See the 0010 ConsPUMA Geographic Tools page for boundary files and detailed composition tables.

## Comparability

The 0010 ConsPUMA construction algorithm allows for a small degree of mismatch between the 2000 PUMAs and 2010 PUMAs associated with each ConsPUMA, but in no case may the degree of mismatch (measured as the sum of percent omission and percent commission errors) exceed 1% in terms of either 2000 or 2010 population.

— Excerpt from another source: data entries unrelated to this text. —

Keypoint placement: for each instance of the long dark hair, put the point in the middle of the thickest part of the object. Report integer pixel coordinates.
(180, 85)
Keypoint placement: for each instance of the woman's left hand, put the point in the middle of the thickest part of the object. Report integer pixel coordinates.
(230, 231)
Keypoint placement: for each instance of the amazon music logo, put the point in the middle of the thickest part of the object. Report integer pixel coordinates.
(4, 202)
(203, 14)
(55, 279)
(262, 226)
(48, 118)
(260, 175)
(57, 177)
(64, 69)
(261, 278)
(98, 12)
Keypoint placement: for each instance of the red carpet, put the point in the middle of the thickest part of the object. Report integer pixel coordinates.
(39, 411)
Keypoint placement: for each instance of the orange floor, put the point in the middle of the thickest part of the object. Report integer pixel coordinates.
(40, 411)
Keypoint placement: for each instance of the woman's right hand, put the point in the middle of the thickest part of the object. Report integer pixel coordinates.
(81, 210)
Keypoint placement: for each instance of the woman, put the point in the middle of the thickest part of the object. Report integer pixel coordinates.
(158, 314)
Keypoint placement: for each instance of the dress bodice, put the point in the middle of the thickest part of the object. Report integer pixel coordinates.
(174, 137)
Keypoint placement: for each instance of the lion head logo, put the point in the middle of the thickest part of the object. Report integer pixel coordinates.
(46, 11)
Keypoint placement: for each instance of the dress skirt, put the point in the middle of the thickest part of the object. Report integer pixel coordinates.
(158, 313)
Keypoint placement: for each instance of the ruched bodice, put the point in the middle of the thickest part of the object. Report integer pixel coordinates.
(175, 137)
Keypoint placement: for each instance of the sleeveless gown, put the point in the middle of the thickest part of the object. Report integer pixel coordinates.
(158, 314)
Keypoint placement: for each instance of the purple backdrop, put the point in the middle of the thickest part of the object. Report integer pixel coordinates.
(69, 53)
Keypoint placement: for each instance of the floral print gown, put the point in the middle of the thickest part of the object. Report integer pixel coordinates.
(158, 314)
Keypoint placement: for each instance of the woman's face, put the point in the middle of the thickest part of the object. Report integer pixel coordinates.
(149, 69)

Therefore, changes in the PUMAs associated with ConsPUMAs should have only a very small effect on comparability across samples.

To identify the mismatch error for any 0010 ConsPUMA, see the CPUMA0010 Summary available via the 0010 ConsPUMA Geographic Tools page.

## Universe

- All households and group quarters.

## Availability

- 2020: All samples
- 2019: All samples
- 2018: All samples
- 2017: All samples
- 2016: All samples
- 2015: All samples
- 2014: All samples
- 2013: All samples
- 2012: All samples
- 2011: All samples
- 2010: All samples
- 2009: All samples
- 2008: All samples
- 2007: All samples
- 2006: All samples
- 2005: All samples
- 2004: --
- 2003: --
- 2002: --
- 2001: --
- 2000: 5%; 1% unwt
- 1990: --
- 1980: --
- 1970: --
- 1960: --
- 1950: --
- 1940: --
- 1930: --
- 1920: --
- 1910: --
- 1900: --
- 1880: --
- 1870: --
- 1860: --
- 1850: --

- 2020: All samples
- 2019: All samples
- 2018: All samples
- 2017: All samples
- 2016: All samples
- 2015: All samples
- 2014: All samples
- 2013: All samples
- 2012: All samples
- 2011: All samples
- 2010: All samples
- 2009: All samples
- 2008: All samples
- 2007: All samples
- 2006: All samples
- 2005: All samples
- 2000: PR 5%
- 1990: --
- 1980: --
- 1970: --
- 1930: --
- 1920: --
- 1910: --

## Flags

This variable has no flags.## Editing Procedure

There is no editing procedure available for this variable.